Always keep to the legal speed limit for the road you are using. Speed limits for cars towing caravans or trailers. 30mph limit applies on all roads with street lighting unless signs show otherwise. 50mph applies on single carriageways unless signs show otherwise. 60mph applies on dual carriageways and motorways. It should be remembered that you must not travel in the right-hand lane of a motorway, with three lanes or more, if you are driving a vehicle drawing a trailer.
Drive within your outfit's capabilities:
Always drive at a speed that is well within your capabilities, and to the road and weather conditions that prevail at the time.
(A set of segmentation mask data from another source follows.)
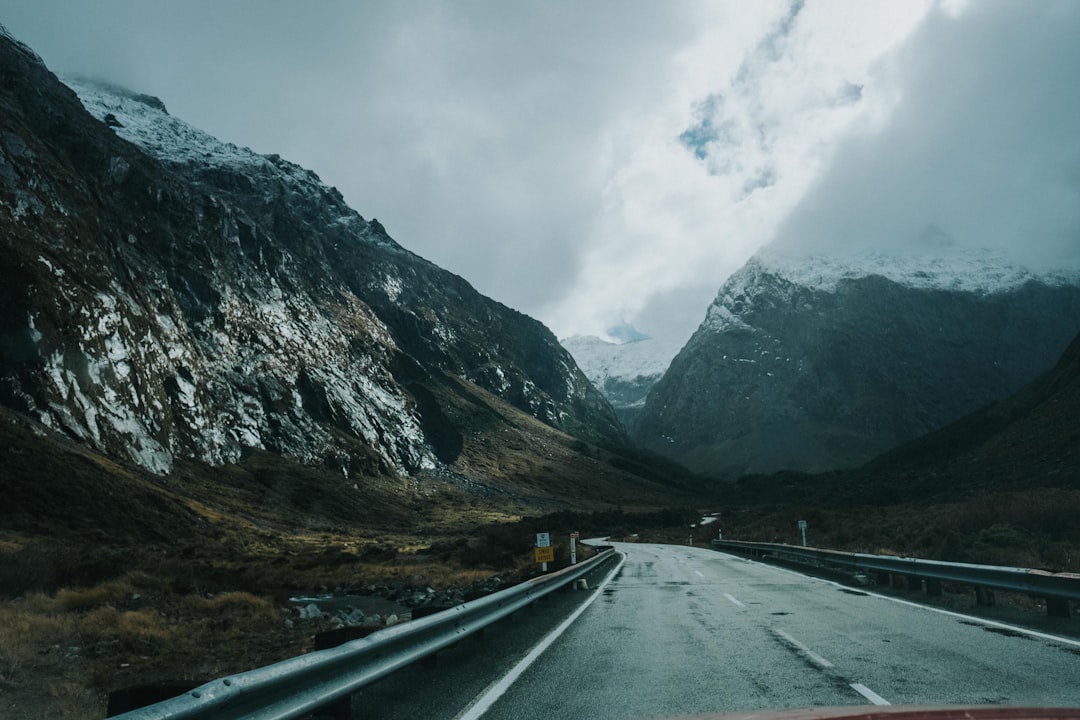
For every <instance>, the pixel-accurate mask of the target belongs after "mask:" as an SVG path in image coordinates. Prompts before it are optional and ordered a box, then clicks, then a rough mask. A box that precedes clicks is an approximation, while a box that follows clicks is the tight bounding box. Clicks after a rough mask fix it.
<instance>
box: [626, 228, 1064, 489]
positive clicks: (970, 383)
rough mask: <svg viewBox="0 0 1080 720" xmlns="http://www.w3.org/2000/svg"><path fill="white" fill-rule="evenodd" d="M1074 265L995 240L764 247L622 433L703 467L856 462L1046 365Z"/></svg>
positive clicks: (843, 464)
mask: <svg viewBox="0 0 1080 720" xmlns="http://www.w3.org/2000/svg"><path fill="white" fill-rule="evenodd" d="M1078 329H1080V272H1070V271H1062V272H1055V273H1038V272H1035V271H1032V270H1030V269H1028V268H1025V267H1023V266H1020V264H1017V263H1015V262H1013V261H1011V260H1010V259H1009V258H1008V257H1007V256H1004V255H1003V254H1001V253H997V252H994V250H985V249H976V248H967V247H961V246H955V245H953V246H948V245H942V246H939V247H934V248H932V250H931V249H930V248H920V250H919V252H918V253H895V252H894V253H889V252H885V250H877V252H863V253H858V252H852V253H848V254H843V255H834V256H828V257H825V256H806V255H801V256H799V255H794V254H789V253H781V252H779V250H775V249H772V248H766V249H765V250H762V252H760V253H759V254H758V255H756V256H755V257H754V258H752V259H751V260H750V261H747V263H746V264H745V266H744V267H743V268H741V269H740V270H739V271H737V272H735V273H733V274H732V275H731V277H729V279H728V281H727V282H726V283H725V284H724V286H723V287H721V288H720V290H719V293H718V295H717V297H716V300H715V301H714V302H713V304H712V305H711V307H710V308H708V310H707V313H706V317H705V321H704V322H703V323H702V325H701V326H700V328H699V329H698V330H697V332H694V335H693V337H692V338H691V339H690V341H689V342H688V343H687V345H686V347H685V348H684V349H683V350H681V351H680V352H679V354H678V355H677V356H676V357H675V359H674V361H673V362H672V364H671V367H670V368H669V369H667V371H666V372H665V375H664V377H663V378H662V379H661V380H660V381H659V382H657V384H656V385H654V388H653V390H652V392H651V393H650V395H649V397H648V400H647V402H646V404H645V407H644V408H643V410H642V413H640V416H639V417H638V419H637V422H636V423H635V425H634V431H633V435H634V437H635V438H636V439H638V440H639V441H642V443H643V444H645V445H646V446H647V447H649V448H651V449H654V450H657V451H660V452H662V453H664V454H667V456H669V457H672V458H674V459H676V460H679V461H681V462H683V463H685V464H687V465H688V466H690V467H691V468H693V470H698V471H701V472H703V473H705V474H711V475H715V476H737V475H739V474H743V473H765V472H773V471H778V470H783V468H794V470H810V471H816V470H826V468H833V467H842V466H850V465H854V464H859V463H861V462H864V461H865V460H868V459H869V458H872V457H874V456H875V454H877V453H879V452H881V451H883V450H886V449H888V448H890V447H893V446H895V445H897V444H899V443H902V441H904V440H907V439H910V438H913V437H916V436H918V435H922V434H924V433H927V432H929V431H931V430H934V429H936V427H940V426H942V425H944V424H946V423H948V422H950V421H953V420H956V419H957V418H959V417H961V416H962V415H966V413H968V412H971V411H973V410H975V409H977V408H978V407H982V406H983V405H985V404H986V403H989V402H991V400H995V399H997V398H1000V397H1003V396H1005V395H1008V394H1009V393H1011V392H1013V391H1015V390H1016V389H1017V388H1020V386H1021V385H1022V384H1023V383H1025V382H1027V381H1029V380H1030V379H1031V378H1034V377H1035V376H1036V375H1037V373H1039V372H1041V371H1043V370H1045V369H1047V368H1049V367H1050V366H1051V365H1053V364H1054V363H1055V362H1056V361H1057V358H1058V357H1059V356H1061V353H1062V351H1063V350H1064V349H1065V347H1066V345H1067V344H1068V342H1069V341H1070V340H1071V339H1072V338H1074V337H1075V336H1076V334H1077V330H1078Z"/></svg>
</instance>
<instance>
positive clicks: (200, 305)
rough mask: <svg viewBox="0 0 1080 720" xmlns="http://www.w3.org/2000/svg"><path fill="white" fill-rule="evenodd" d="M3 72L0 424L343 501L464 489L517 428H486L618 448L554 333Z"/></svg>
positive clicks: (145, 122)
mask: <svg viewBox="0 0 1080 720" xmlns="http://www.w3.org/2000/svg"><path fill="white" fill-rule="evenodd" d="M0 68H2V70H0V127H2V132H0V227H2V228H3V232H2V241H0V242H2V243H3V252H4V257H5V260H4V262H3V264H2V268H0V302H2V305H3V308H4V312H3V315H2V317H0V403H2V404H3V405H5V406H8V407H9V408H12V409H14V410H16V411H18V412H21V413H24V415H25V416H28V417H29V418H32V419H33V420H36V421H38V422H40V423H42V424H43V425H44V426H46V427H50V429H53V430H56V431H59V432H62V433H64V434H66V435H67V436H69V437H72V438H76V439H78V440H80V441H81V443H83V444H85V445H86V446H89V447H91V448H93V449H95V450H97V451H100V452H104V453H107V454H108V456H111V457H113V458H118V459H125V460H131V461H134V462H135V463H137V464H138V465H140V466H143V467H145V468H149V470H151V471H153V472H156V473H167V472H170V470H171V468H173V467H174V465H175V463H176V462H177V461H178V460H179V459H193V460H198V461H202V462H206V463H211V464H213V465H219V464H221V463H229V462H235V461H238V460H240V459H242V458H244V457H246V456H247V454H249V453H251V452H254V451H270V452H272V453H278V454H281V456H284V457H287V458H291V459H294V460H297V461H300V462H302V463H306V464H308V465H318V466H321V467H325V468H329V470H332V471H334V472H336V473H338V474H339V476H340V475H345V476H347V477H355V476H362V475H391V476H392V475H402V474H411V473H421V472H442V471H450V472H451V473H462V472H463V473H465V474H467V475H468V473H470V472H478V471H476V466H477V463H478V461H476V457H477V451H476V450H475V448H476V447H477V446H483V445H485V444H487V445H492V444H496V445H497V444H498V437H499V436H500V434H501V433H505V432H510V431H513V430H514V427H515V425H514V423H513V421H508V420H507V418H508V417H510V416H509V415H508V412H509V410H507V411H505V412H504V411H502V410H499V411H496V410H494V409H492V407H494V406H495V404H505V406H507V408H512V409H514V410H515V411H521V412H523V413H525V416H529V417H530V418H531V419H535V420H536V421H539V422H541V423H543V424H545V425H548V426H549V427H551V429H553V430H555V431H562V432H564V433H568V434H569V435H571V436H573V437H577V438H579V440H583V441H588V443H594V441H595V443H598V444H603V445H605V446H609V447H619V446H623V445H624V444H625V436H624V434H623V431H622V429H621V426H620V425H619V423H618V420H617V418H616V416H615V413H613V411H612V410H611V407H610V406H609V404H608V403H607V402H606V400H605V399H604V397H603V396H602V395H600V394H599V393H598V392H597V391H596V390H595V389H594V388H593V386H592V384H591V383H590V382H589V381H588V380H586V379H585V377H584V376H583V375H582V373H581V371H580V370H579V369H578V368H577V366H576V365H575V363H573V361H572V358H571V357H570V355H569V354H568V353H567V352H566V351H565V350H564V349H563V348H562V347H561V345H559V344H558V342H557V341H556V340H555V338H554V337H553V336H552V334H551V332H550V331H548V329H546V328H544V327H543V326H542V325H541V324H540V323H538V322H537V321H535V320H532V318H529V317H527V316H525V315H523V314H521V313H518V312H516V311H513V310H511V309H509V308H507V307H504V305H502V304H500V303H498V302H495V301H492V300H490V299H488V298H485V297H483V296H481V295H480V294H477V293H476V291H475V290H474V289H473V288H472V287H471V286H470V285H469V284H468V283H467V282H465V281H463V280H462V279H460V277H458V276H456V275H453V274H451V273H448V272H446V271H444V270H442V269H440V268H437V267H435V266H434V264H432V263H430V262H428V261H426V260H423V259H422V258H420V257H418V256H416V255H414V254H411V253H409V252H408V250H406V249H404V248H403V247H401V246H400V245H399V244H397V243H395V242H394V241H393V240H392V239H391V237H390V236H389V235H388V233H387V231H386V230H384V229H383V227H382V226H381V225H380V223H379V222H377V221H375V220H365V219H364V218H363V217H361V216H360V215H359V214H356V213H355V212H354V210H353V209H351V208H350V207H348V206H347V205H346V204H345V202H343V200H342V198H341V195H340V194H339V193H338V192H337V191H336V190H335V189H333V188H329V187H327V186H325V185H324V184H322V182H321V181H320V179H319V178H318V177H316V176H315V175H314V174H313V173H311V172H309V171H306V169H303V168H301V167H298V166H296V165H294V164H292V163H289V162H287V161H285V160H283V159H281V158H279V157H276V155H259V154H256V153H254V152H252V151H249V150H247V149H241V148H237V147H234V146H231V145H227V144H222V142H219V141H218V140H216V139H214V138H213V137H210V136H208V135H206V134H205V133H202V132H200V131H198V130H195V128H193V127H190V126H189V125H187V124H185V123H183V122H181V121H179V120H177V119H176V118H173V117H171V116H170V114H168V113H167V111H166V110H165V107H164V105H163V104H162V103H161V101H160V100H158V99H157V98H153V97H149V96H145V95H139V94H135V93H131V92H127V91H124V90H122V89H117V87H110V86H107V85H102V84H96V83H90V82H86V81H72V82H71V84H72V85H75V86H76V89H77V91H78V93H79V94H78V95H77V94H76V92H73V91H72V90H71V89H70V87H68V86H66V85H65V84H63V83H60V82H59V81H58V80H57V79H56V78H55V77H54V76H53V74H52V73H51V72H50V71H49V70H48V69H46V68H45V67H44V65H43V64H42V63H41V60H40V58H38V57H37V56H36V55H35V54H33V53H32V52H31V51H30V50H29V49H27V47H26V46H24V45H22V44H19V43H18V42H17V41H15V40H14V39H12V38H11V37H10V36H8V35H6V33H5V32H0ZM500 407H501V406H500ZM508 423H509V424H508ZM517 425H521V423H519V422H518V423H517ZM470 453H472V454H470ZM480 454H483V453H480ZM470 457H471V458H472V459H473V460H472V465H469V463H464V462H463V460H464V459H467V458H470ZM456 463H457V464H456Z"/></svg>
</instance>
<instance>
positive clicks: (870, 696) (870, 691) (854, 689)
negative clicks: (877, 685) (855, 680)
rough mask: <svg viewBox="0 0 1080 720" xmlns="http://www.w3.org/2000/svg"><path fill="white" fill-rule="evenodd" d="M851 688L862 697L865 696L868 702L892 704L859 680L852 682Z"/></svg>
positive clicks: (873, 702) (883, 703) (884, 698)
mask: <svg viewBox="0 0 1080 720" xmlns="http://www.w3.org/2000/svg"><path fill="white" fill-rule="evenodd" d="M851 689H852V690H854V691H855V692H856V693H859V694H860V695H862V696H863V697H865V698H866V699H868V701H869V702H872V703H874V704H875V705H892V703H890V702H889V701H887V699H886V698H883V697H881V696H880V695H878V694H877V693H876V692H874V691H873V690H870V689H869V688H867V687H866V685H864V684H863V683H861V682H852V683H851Z"/></svg>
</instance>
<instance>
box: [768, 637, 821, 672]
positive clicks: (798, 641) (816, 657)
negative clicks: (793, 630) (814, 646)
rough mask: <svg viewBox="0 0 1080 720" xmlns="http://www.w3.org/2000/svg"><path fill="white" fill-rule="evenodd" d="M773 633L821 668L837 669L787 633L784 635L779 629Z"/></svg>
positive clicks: (797, 640)
mask: <svg viewBox="0 0 1080 720" xmlns="http://www.w3.org/2000/svg"><path fill="white" fill-rule="evenodd" d="M772 631H773V633H775V634H777V635H779V636H780V637H781V638H783V639H784V640H785V641H786V642H787V643H788V644H789V646H792V647H793V648H795V649H796V650H798V651H799V652H801V653H802V654H804V655H806V656H807V658H808V660H809V661H810V662H811V663H813V664H814V665H816V666H819V667H835V666H834V665H833V664H832V663H831V662H828V661H827V660H825V658H824V657H822V656H821V655H819V654H818V653H815V652H814V651H813V650H810V648H807V647H806V646H805V644H802V643H801V642H799V641H798V640H796V639H795V638H793V637H792V636H791V635H788V634H787V633H784V631H783V630H781V629H779V628H773V630H772Z"/></svg>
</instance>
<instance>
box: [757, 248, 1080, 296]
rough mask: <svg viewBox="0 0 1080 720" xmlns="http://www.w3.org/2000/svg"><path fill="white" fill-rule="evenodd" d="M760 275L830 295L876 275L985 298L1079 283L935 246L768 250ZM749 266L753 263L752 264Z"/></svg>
mask: <svg viewBox="0 0 1080 720" xmlns="http://www.w3.org/2000/svg"><path fill="white" fill-rule="evenodd" d="M755 260H756V261H757V264H758V268H759V270H761V271H765V272H768V273H770V274H773V275H777V276H779V277H782V279H784V280H786V281H788V282H791V283H794V284H796V285H801V286H805V287H810V288H814V289H820V290H824V291H828V293H832V291H834V290H835V289H836V287H837V285H838V284H839V283H840V282H841V281H845V280H853V279H859V277H867V276H870V275H878V276H881V277H885V279H887V280H891V281H893V282H894V283H899V284H901V285H905V286H908V287H914V288H919V289H941V290H956V291H961V293H975V294H980V295H989V294H996V293H1004V291H1008V290H1011V289H1013V288H1016V287H1020V286H1021V285H1023V284H1024V283H1026V282H1028V281H1032V280H1035V281H1039V282H1042V283H1044V284H1048V285H1074V284H1080V269H1075V270H1061V271H1056V272H1042V273H1038V272H1035V271H1032V270H1031V269H1029V268H1027V267H1025V266H1023V264H1021V263H1018V262H1016V261H1015V260H1014V259H1012V258H1011V257H1010V256H1009V255H1008V254H1007V253H1005V252H1004V250H1000V249H990V248H981V247H964V246H960V245H954V244H939V245H937V246H935V247H933V249H932V252H927V250H924V249H923V250H921V252H917V253H910V252H903V250H886V249H869V250H856V252H848V253H837V254H831V255H827V256H826V255H795V254H787V253H783V252H780V250H777V249H774V248H771V247H767V248H765V249H762V250H760V252H758V254H757V255H756V256H755ZM752 262H753V260H752Z"/></svg>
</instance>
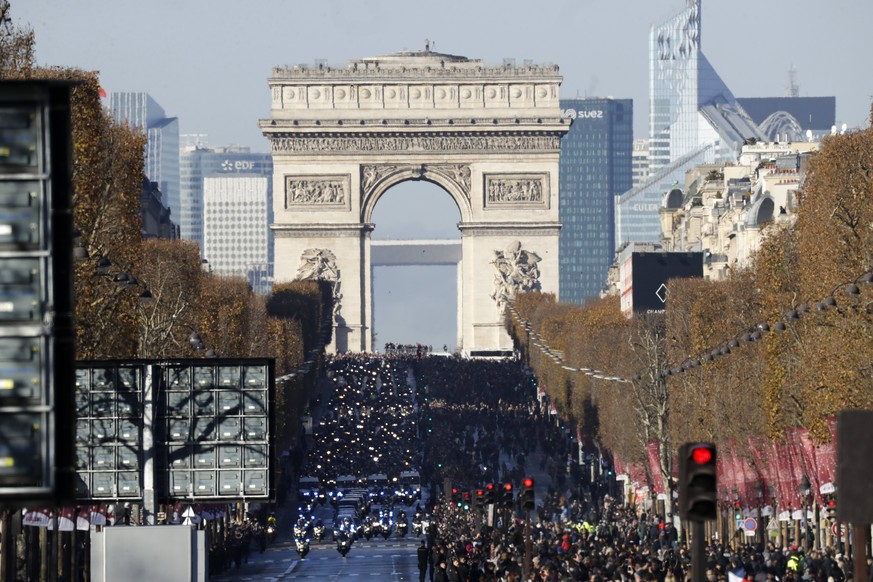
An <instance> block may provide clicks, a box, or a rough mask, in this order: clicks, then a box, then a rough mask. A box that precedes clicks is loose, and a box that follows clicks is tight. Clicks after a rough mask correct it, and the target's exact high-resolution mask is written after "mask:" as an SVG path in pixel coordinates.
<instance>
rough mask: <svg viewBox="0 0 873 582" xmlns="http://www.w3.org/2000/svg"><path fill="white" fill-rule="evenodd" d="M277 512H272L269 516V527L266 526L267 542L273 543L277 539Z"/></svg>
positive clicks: (268, 519) (267, 524) (267, 542)
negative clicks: (276, 517)
mask: <svg viewBox="0 0 873 582" xmlns="http://www.w3.org/2000/svg"><path fill="white" fill-rule="evenodd" d="M276 527H277V522H276V514H274V513H271V514H270V516H269V517H268V518H267V527H266V535H267V543H268V544H272V543H273V541H274V540H275V539H276Z"/></svg>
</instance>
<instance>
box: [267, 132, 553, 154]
mask: <svg viewBox="0 0 873 582" xmlns="http://www.w3.org/2000/svg"><path fill="white" fill-rule="evenodd" d="M560 144H561V139H560V137H559V136H557V135H555V136H552V135H468V136H465V135H398V136H379V135H375V136H366V135H361V136H347V135H345V136H340V135H337V136H325V135H321V136H304V135H298V136H293V137H290V136H288V137H273V138H272V149H273V152H275V153H313V152H349V153H357V152H362V151H364V152H524V151H537V152H541V151H544V150H553V151H554V150H558V149H559V148H560Z"/></svg>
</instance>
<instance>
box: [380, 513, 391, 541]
mask: <svg viewBox="0 0 873 582" xmlns="http://www.w3.org/2000/svg"><path fill="white" fill-rule="evenodd" d="M393 528H394V518H393V517H392V516H391V513H390V512H388V511H384V510H383V511H380V512H379V530H380V533H381V534H382V537H383V538H385V539H386V540H387V539H388V538H389V537H391V530H392V529H393Z"/></svg>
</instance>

If your trailer begins to snake or swerve, ease off the accelerator and reduce speed gently. (This can happen if you are driving too fast or the load in the trailer is wrongly positioned). Do not brake sharply on a bend, (this could cause a possible jack-knife situation). Reduce speed before the bend and take the appropriate gear for the speed you are doing. Then gently accelerate out of the bend.
Reversing with a Trailer: Before reversing, get out of the vehicle and check that all is clear to the rear before making the manoeuvre. Be on the look out for children and pedestrians. If possible, get someone to watch while the manoeuvre is made.